Without a doubt, it is the priest. The psychiatrist is, indeed, a powerful authority figure, but secular. The priest is a conduit to God. He is there to help one facilitate a relationship with the Almighty.
Has the Church ever had the courage to ask its victims, who received compensation, the big question, “Do you believe in God?”
The collective conscience of the American society is printed on every coin and dollar bill: “Trust in God.” That’s how powerful the concept of God is in the United States. One would need to go back very far in European history for this kind of sentiment. In fact, it was last expressed by Germany in World War I when the country sent soldiers into battle with the words “God With Us” on their belt buckles.

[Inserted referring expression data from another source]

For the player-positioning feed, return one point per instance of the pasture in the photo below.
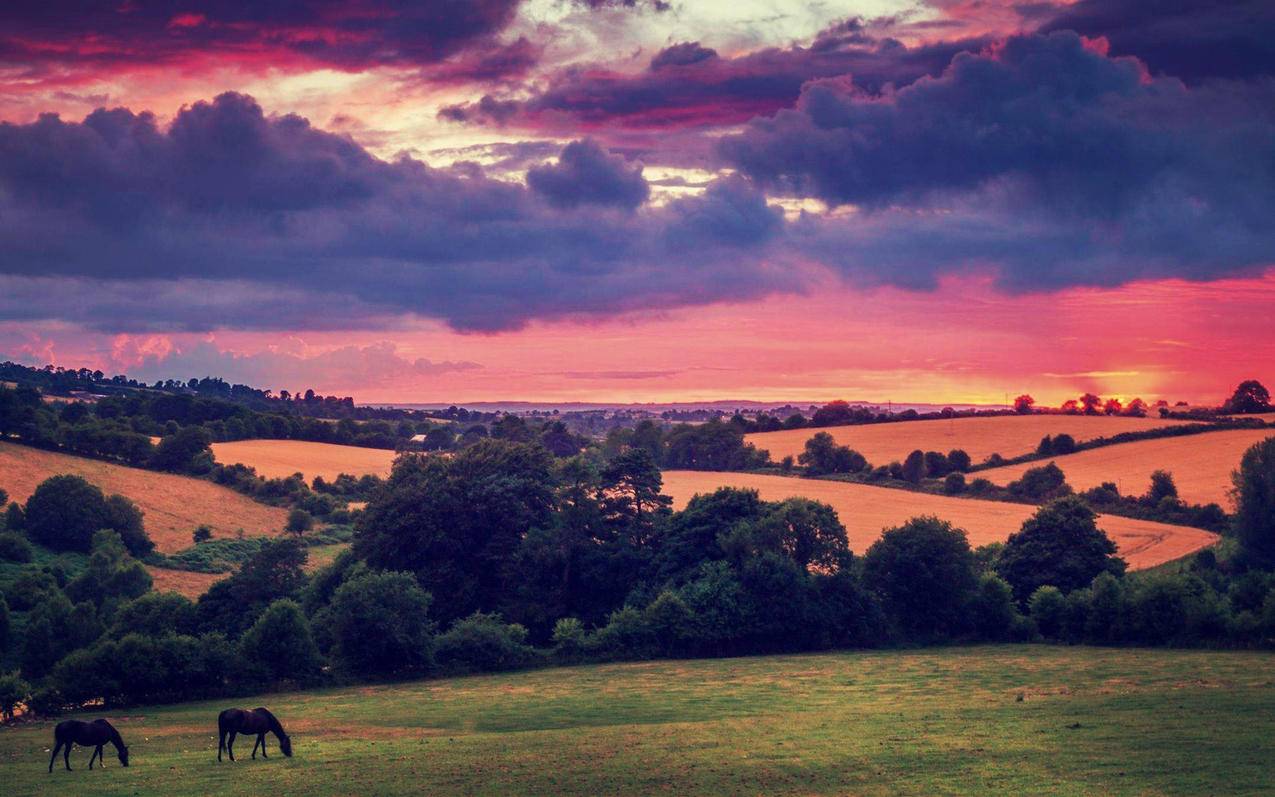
(981, 438)
(1001, 719)
(174, 505)
(282, 458)
(1201, 464)
(867, 510)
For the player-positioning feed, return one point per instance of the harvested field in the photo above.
(979, 438)
(174, 505)
(1201, 464)
(867, 510)
(282, 458)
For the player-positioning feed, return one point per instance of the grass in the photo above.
(1005, 435)
(1201, 464)
(992, 719)
(282, 458)
(866, 510)
(174, 505)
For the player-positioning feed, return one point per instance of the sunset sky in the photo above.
(944, 200)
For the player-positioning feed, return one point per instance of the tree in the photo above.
(298, 522)
(380, 624)
(824, 455)
(914, 467)
(1251, 395)
(65, 511)
(1255, 505)
(923, 573)
(281, 645)
(1061, 546)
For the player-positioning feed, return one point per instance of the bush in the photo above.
(380, 624)
(923, 573)
(485, 643)
(14, 547)
(1048, 610)
(279, 643)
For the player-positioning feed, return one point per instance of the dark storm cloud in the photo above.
(691, 86)
(269, 218)
(1042, 160)
(587, 175)
(1192, 40)
(332, 32)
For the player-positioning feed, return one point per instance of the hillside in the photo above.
(174, 505)
(866, 510)
(1201, 464)
(1005, 435)
(282, 458)
(1004, 719)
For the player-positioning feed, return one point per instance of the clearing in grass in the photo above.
(979, 438)
(282, 458)
(1004, 719)
(867, 510)
(174, 505)
(1201, 464)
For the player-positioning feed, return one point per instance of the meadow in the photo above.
(1201, 464)
(174, 505)
(1001, 719)
(866, 510)
(981, 438)
(282, 458)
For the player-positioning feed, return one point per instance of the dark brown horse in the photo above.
(88, 735)
(259, 722)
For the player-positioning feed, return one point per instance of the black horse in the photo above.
(88, 735)
(258, 721)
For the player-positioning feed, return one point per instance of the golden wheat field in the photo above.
(282, 458)
(1201, 464)
(867, 510)
(979, 438)
(174, 505)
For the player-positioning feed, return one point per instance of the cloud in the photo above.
(1041, 160)
(304, 32)
(691, 86)
(372, 366)
(1194, 40)
(232, 218)
(587, 175)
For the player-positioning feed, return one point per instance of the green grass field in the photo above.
(988, 719)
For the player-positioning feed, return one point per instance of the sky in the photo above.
(910, 200)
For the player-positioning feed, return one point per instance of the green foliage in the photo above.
(279, 644)
(1255, 505)
(923, 573)
(14, 547)
(380, 625)
(1060, 545)
(483, 643)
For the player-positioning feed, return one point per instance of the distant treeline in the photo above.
(504, 556)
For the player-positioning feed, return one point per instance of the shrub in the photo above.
(1048, 610)
(279, 643)
(380, 624)
(923, 571)
(14, 547)
(485, 643)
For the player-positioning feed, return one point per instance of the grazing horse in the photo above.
(258, 721)
(88, 735)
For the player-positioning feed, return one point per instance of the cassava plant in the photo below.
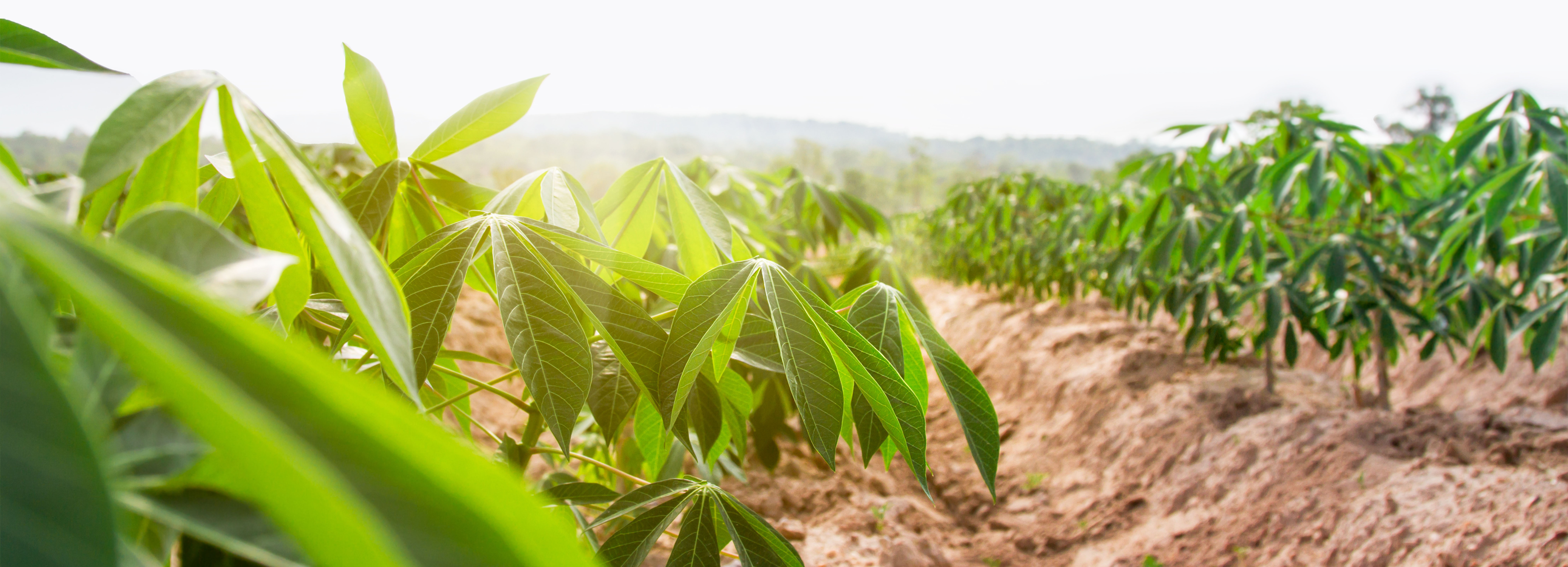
(239, 358)
(1286, 225)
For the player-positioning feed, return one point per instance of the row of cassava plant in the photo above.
(237, 358)
(1286, 225)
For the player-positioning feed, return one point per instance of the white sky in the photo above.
(954, 70)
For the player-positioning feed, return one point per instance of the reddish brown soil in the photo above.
(1119, 447)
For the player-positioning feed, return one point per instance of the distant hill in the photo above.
(753, 134)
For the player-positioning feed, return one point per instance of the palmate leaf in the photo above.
(706, 309)
(629, 546)
(546, 334)
(371, 201)
(369, 109)
(168, 175)
(222, 264)
(582, 494)
(700, 228)
(971, 403)
(219, 521)
(266, 211)
(310, 444)
(612, 395)
(882, 384)
(21, 44)
(482, 118)
(810, 364)
(432, 294)
(352, 265)
(145, 123)
(553, 196)
(54, 502)
(700, 541)
(662, 281)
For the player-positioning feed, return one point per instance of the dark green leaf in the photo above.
(143, 123)
(548, 339)
(582, 494)
(54, 502)
(371, 201)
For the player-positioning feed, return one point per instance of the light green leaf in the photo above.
(143, 123)
(357, 272)
(369, 107)
(698, 541)
(971, 403)
(548, 341)
(706, 309)
(219, 521)
(371, 201)
(432, 294)
(21, 44)
(629, 546)
(810, 364)
(666, 283)
(756, 541)
(54, 502)
(222, 265)
(493, 112)
(168, 175)
(310, 444)
(270, 220)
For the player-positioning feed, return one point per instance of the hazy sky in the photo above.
(954, 70)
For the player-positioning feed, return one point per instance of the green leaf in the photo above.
(629, 208)
(432, 295)
(15, 171)
(666, 283)
(371, 201)
(220, 521)
(706, 309)
(54, 502)
(636, 339)
(756, 541)
(1545, 344)
(698, 541)
(612, 395)
(168, 175)
(463, 196)
(700, 228)
(21, 44)
(810, 364)
(266, 211)
(546, 336)
(488, 115)
(352, 265)
(1498, 342)
(582, 494)
(369, 109)
(220, 264)
(642, 497)
(965, 392)
(310, 444)
(629, 546)
(150, 118)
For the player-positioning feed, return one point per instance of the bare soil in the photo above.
(1117, 447)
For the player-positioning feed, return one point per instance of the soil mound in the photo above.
(1117, 449)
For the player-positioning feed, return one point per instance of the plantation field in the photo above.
(1288, 345)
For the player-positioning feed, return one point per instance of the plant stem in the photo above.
(1269, 377)
(592, 461)
(487, 388)
(432, 203)
(515, 372)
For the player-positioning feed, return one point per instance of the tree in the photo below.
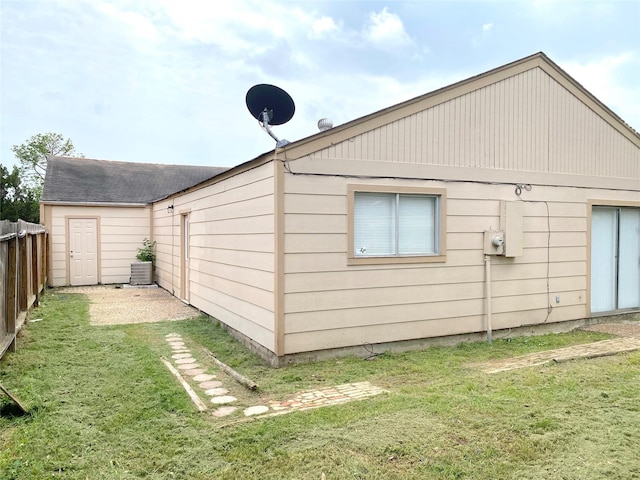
(17, 199)
(33, 154)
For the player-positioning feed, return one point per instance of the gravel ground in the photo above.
(117, 306)
(628, 328)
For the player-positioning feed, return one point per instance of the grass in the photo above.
(104, 407)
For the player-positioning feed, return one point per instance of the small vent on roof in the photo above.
(324, 124)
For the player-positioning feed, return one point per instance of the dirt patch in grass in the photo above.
(121, 306)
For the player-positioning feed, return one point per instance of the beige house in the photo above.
(98, 212)
(508, 200)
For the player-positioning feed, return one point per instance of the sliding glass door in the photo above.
(615, 258)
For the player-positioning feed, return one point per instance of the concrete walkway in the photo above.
(589, 350)
(212, 386)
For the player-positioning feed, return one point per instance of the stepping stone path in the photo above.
(302, 401)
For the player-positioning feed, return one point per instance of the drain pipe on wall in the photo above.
(487, 270)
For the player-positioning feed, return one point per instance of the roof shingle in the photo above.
(83, 180)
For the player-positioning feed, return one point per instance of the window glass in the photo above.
(375, 219)
(391, 224)
(416, 234)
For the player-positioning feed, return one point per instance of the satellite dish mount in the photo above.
(270, 105)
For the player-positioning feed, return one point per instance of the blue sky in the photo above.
(164, 81)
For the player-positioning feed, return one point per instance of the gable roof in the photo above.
(320, 140)
(84, 180)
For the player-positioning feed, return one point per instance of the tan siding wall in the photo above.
(527, 122)
(329, 304)
(232, 244)
(122, 230)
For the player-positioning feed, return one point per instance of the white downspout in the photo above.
(487, 270)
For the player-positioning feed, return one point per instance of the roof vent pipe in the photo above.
(324, 124)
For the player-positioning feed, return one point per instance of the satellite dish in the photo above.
(270, 105)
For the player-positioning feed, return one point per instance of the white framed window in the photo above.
(387, 226)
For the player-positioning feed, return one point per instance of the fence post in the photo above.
(12, 284)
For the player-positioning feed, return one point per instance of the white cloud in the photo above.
(386, 31)
(325, 27)
(602, 77)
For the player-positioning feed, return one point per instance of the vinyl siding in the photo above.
(232, 243)
(330, 304)
(527, 122)
(121, 230)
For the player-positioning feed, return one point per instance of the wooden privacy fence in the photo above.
(23, 272)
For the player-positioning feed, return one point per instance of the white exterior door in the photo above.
(83, 251)
(184, 261)
(615, 259)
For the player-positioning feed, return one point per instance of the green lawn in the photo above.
(103, 406)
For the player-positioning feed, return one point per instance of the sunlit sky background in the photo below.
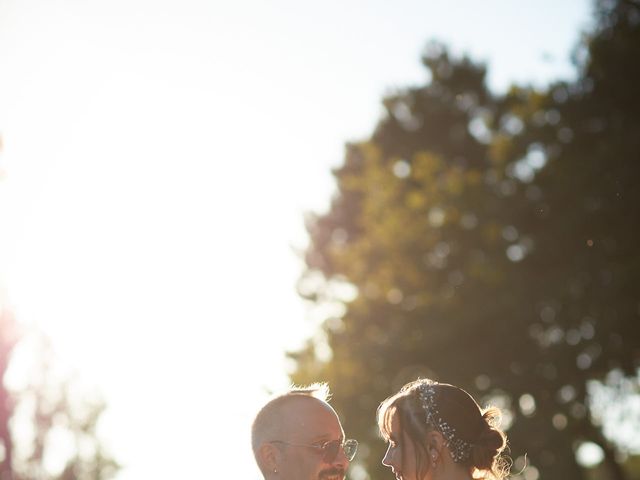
(158, 160)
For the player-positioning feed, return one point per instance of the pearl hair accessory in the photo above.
(459, 449)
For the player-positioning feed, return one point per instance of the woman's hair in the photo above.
(471, 433)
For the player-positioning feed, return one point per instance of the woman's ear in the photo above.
(269, 457)
(435, 445)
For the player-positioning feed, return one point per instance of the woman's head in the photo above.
(426, 420)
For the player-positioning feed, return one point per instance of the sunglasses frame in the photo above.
(349, 447)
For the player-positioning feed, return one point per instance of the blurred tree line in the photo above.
(47, 422)
(492, 241)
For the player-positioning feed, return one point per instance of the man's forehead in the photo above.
(310, 416)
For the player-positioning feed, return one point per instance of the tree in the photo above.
(47, 430)
(484, 240)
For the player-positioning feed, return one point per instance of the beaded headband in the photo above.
(459, 449)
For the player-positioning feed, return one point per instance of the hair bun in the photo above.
(489, 443)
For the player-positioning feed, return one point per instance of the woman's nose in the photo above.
(386, 461)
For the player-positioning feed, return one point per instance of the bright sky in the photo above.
(158, 159)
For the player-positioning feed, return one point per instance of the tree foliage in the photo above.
(489, 241)
(48, 424)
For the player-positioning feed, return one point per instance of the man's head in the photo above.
(291, 434)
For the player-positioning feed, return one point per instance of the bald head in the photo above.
(284, 416)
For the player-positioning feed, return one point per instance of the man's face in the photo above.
(310, 421)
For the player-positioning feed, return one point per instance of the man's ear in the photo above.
(269, 456)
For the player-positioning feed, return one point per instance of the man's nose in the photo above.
(341, 459)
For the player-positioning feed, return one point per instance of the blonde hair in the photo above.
(476, 427)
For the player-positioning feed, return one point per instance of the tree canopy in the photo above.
(490, 241)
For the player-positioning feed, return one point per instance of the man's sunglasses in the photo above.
(330, 449)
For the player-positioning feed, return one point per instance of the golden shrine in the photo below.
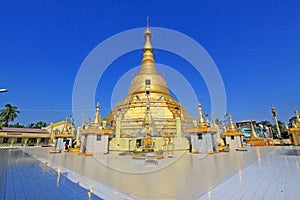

The person molested or raped by a priest has lost the ultimate safety-net or in religious terms “Comforter”—God. The victim of sexual abuse at the hands of a secular person can still go to God for comfort, healing, and personal salvation instead of drugs, alcohol or other self-destructive acts.
It’s not surprising that Ms. X has become a beacon of strength for others who feel guilty about taking the money. They rally around her determination for real justice and for emotional support. By refusing financial compensation, Ms. X removed herself from the category of victim, while the others, unknowingly, reinforced this identity.
It is a complex situation to justify for those who live in emotional pain. Financial compensation is only one part of the solution to easing their suffering. Ms. X’s request of her Church Archdiocese to open the records of the abusers and to acknowledge its wrong doing would begin a dialogue for real reform and real healing.
Thank you Ms. X for your brave heart.